I don’t know who precisely to be angry with. Economists? The leaders of the Industrial Revolution? Myself? The Man? The best analogy I can think of is the frog in the saucepan thing. It’s like I was one of – we were – the frogs in Frog Boiling Experimental Group B, happily swimming around in water that was actually getting hotter and hotter.
Acclimatising, rationalising, dissociating, denying, entirely unaware that I was being boiled alive when someone accidentally knocked the saucepan off the stove. Now I’m on the kitchen floor, shocked, experiencing the relief of the absence of something I didn’t even know I didn’t want. But up above my head, I can see someone preparing a fresh saucepan of water, and I don’t know where the door is.

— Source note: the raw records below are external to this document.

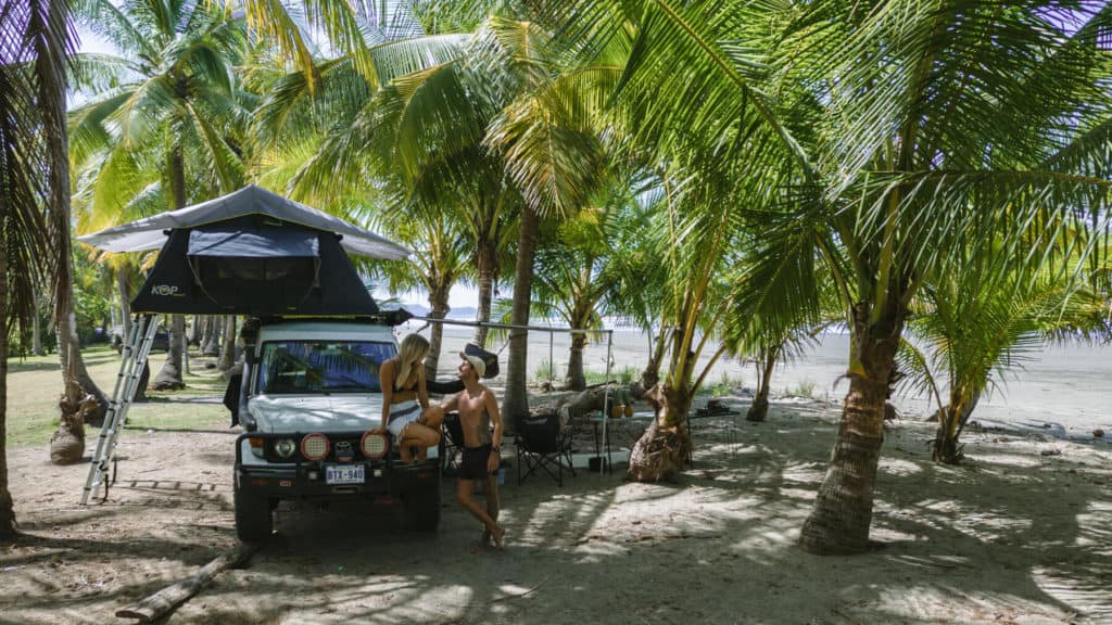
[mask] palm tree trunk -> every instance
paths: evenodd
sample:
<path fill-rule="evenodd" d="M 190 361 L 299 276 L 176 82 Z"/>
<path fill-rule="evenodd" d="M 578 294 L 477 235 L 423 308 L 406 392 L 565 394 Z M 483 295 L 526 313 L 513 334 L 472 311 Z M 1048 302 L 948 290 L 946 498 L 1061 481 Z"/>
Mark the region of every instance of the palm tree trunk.
<path fill-rule="evenodd" d="M 186 387 L 181 379 L 181 336 L 185 334 L 186 317 L 183 315 L 170 316 L 170 350 L 166 355 L 166 364 L 155 376 L 151 388 L 155 390 L 180 390 Z"/>
<path fill-rule="evenodd" d="M 201 317 L 200 315 L 193 315 L 193 323 L 190 324 L 189 329 L 186 330 L 186 351 L 189 350 L 189 346 L 196 345 L 200 347 L 201 344 Z"/>
<path fill-rule="evenodd" d="M 656 418 L 629 452 L 626 477 L 634 482 L 675 479 L 691 453 L 687 414 L 692 394 L 685 388 L 656 385 L 645 394 L 645 399 L 653 405 Z"/>
<path fill-rule="evenodd" d="M 173 191 L 173 208 L 186 207 L 186 163 L 181 155 L 181 148 L 175 146 L 170 153 L 170 188 Z M 186 383 L 181 379 L 181 360 L 183 349 L 181 349 L 181 336 L 185 331 L 186 318 L 181 315 L 173 315 L 170 323 L 170 351 L 166 355 L 166 364 L 155 376 L 155 390 L 177 390 L 185 388 Z"/>
<path fill-rule="evenodd" d="M 515 326 L 529 324 L 529 305 L 533 297 L 533 258 L 537 247 L 537 231 L 540 218 L 537 212 L 525 207 L 517 241 L 517 266 L 514 269 L 514 309 L 510 321 Z M 502 418 L 508 431 L 514 431 L 515 419 L 529 411 L 526 390 L 529 358 L 529 334 L 527 330 L 509 331 L 509 363 L 506 365 L 506 396 L 502 400 Z"/>
<path fill-rule="evenodd" d="M 123 317 L 123 339 L 131 336 L 131 270 L 120 267 L 116 271 L 116 288 L 120 294 L 120 316 Z"/>
<path fill-rule="evenodd" d="M 981 400 L 981 394 L 979 393 L 972 399 L 963 399 L 952 395 L 950 405 L 946 406 L 945 414 L 939 421 L 939 430 L 934 437 L 934 452 L 932 453 L 936 463 L 956 465 L 961 464 L 965 457 L 957 439 L 961 437 L 962 430 L 965 429 L 965 424 L 969 423 L 973 408 Z"/>
<path fill-rule="evenodd" d="M 208 338 L 205 339 L 205 345 L 201 347 L 201 354 L 208 357 L 220 356 L 220 337 L 224 336 L 224 317 L 211 316 L 208 318 L 208 329 L 205 334 Z"/>
<path fill-rule="evenodd" d="M 664 327 L 656 335 L 656 343 L 648 356 L 645 370 L 641 373 L 641 379 L 634 385 L 633 396 L 637 399 L 644 397 L 657 383 L 661 381 L 661 363 L 664 361 L 664 351 L 668 345 L 668 333 Z"/>
<path fill-rule="evenodd" d="M 39 298 L 34 299 L 34 315 L 31 317 L 31 354 L 46 356 L 47 350 L 42 347 L 42 318 L 39 317 Z"/>
<path fill-rule="evenodd" d="M 567 384 L 572 390 L 586 390 L 587 377 L 583 373 L 583 350 L 587 346 L 587 335 L 572 335 L 572 350 L 567 358 Z"/>
<path fill-rule="evenodd" d="M 2 235 L 0 231 L 0 540 L 6 540 L 16 535 L 16 505 L 8 489 L 8 245 Z"/>
<path fill-rule="evenodd" d="M 745 420 L 747 421 L 763 421 L 768 416 L 768 391 L 772 388 L 772 370 L 776 367 L 780 348 L 780 345 L 765 346 L 761 351 L 761 361 L 757 363 L 757 395 L 753 398 L 749 411 L 745 414 Z"/>
<path fill-rule="evenodd" d="M 855 306 L 853 316 L 850 391 L 826 477 L 800 535 L 800 546 L 813 554 L 854 554 L 868 548 L 884 404 L 904 315 L 892 302 L 875 323 L 870 323 L 867 304 Z"/>
<path fill-rule="evenodd" d="M 68 9 L 63 2 L 51 2 L 50 19 L 66 20 Z M 34 12 L 34 19 L 42 13 Z M 32 24 L 36 27 L 36 24 Z M 44 31 L 53 29 L 47 27 Z M 90 423 L 103 421 L 108 400 L 89 377 L 81 359 L 81 346 L 77 336 L 77 317 L 73 312 L 72 244 L 70 241 L 70 179 L 69 136 L 66 128 L 66 50 L 62 41 L 47 41 L 39 38 L 37 44 L 37 75 L 39 77 L 40 101 L 43 103 L 42 131 L 50 153 L 50 234 L 57 255 L 54 270 L 54 325 L 58 335 L 58 359 L 62 369 L 61 405 L 77 409 L 86 394 L 97 400 L 98 409 L 90 415 Z M 72 415 L 61 415 L 61 421 Z M 81 435 L 83 436 L 83 430 Z"/>
<path fill-rule="evenodd" d="M 479 309 L 478 321 L 490 321 L 490 306 L 494 301 L 494 281 L 498 274 L 498 250 L 495 249 L 494 241 L 484 240 L 479 242 L 475 259 L 479 275 Z M 475 345 L 486 348 L 486 337 L 488 328 L 478 326 L 475 328 Z"/>
<path fill-rule="evenodd" d="M 220 348 L 220 359 L 217 360 L 216 368 L 227 371 L 236 366 L 236 316 L 228 315 L 225 324 L 225 341 Z"/>
<path fill-rule="evenodd" d="M 451 307 L 448 306 L 448 290 L 436 289 L 428 294 L 429 319 L 444 319 Z M 436 379 L 440 367 L 440 349 L 444 343 L 444 324 L 433 324 L 428 330 L 428 357 L 425 358 L 425 379 Z"/>

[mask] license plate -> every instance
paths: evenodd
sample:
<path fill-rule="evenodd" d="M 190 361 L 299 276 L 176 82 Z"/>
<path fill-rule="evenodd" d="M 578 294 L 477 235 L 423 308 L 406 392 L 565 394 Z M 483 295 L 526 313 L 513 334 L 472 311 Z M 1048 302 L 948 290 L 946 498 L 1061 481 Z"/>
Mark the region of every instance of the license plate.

As always, with all my “lockdown” posts – I know I’m not speaking for frontline workers, the sick, the people who’ve lost loved ones, or their income. But I do think I might be speaking for an incomprehensibly large number of people across the globe who have been accidentally handed the balance in their life, and the reordering of their priorities, that they’ve been bone-deep longing for as long as they can remember.
And I don’t know what to do, but I don’t see how I can willingly climb back into the saucepan. Since I was in my late teens and early twenties, nothing has affected me enough to elicit a resistance-level-conviction in me that I would lay down in the road, chain myself to a railing, or go on strike to honour.
But if there’s a Don’t Go Back movement, I’ll be there at the railings on the day the lockdown is lifted. I am worse than ignorant when it comes to economics, but I refuse to believe there isn’t an economic recovery model that insists on preserving balance, dethroning the tyrant of unfettered profit and unmoderated growth, and refusing to rely on exploitation.
And that’s exploitation writ large and writ subtle, in the form of middle class overworking and modern-sense resistant stigmatising of the basic need for time to do anything other than work sleep and repeat with a good measure of feeling you’ve failed because you still didn’t call your Dad, do any exercise, or eat anything that wasn’t straight out of a packet.
As any recovering addict knows, pain is the touch-stone of growth, and desperation is a gift. We have been forced into a change that no business or political party and very few individuals would choose unless their back was against the wall. But now that we’ve seen, will we allow ourselves to forget what we discovered? Will we allow ourselves to forget what it was like to have time for living? It’s not the moon on a stick. I’m not campaigning for the right to crotchet tofu three times a day or advocating that we all sit in the lotus position until our joints dissolve into enlightened stardust, and neither am I championing sitting on ever-expanding home-baked backsides watching Netflix either.
I just think it’s ok for us to insist on having time, and clean enough air, to breathe.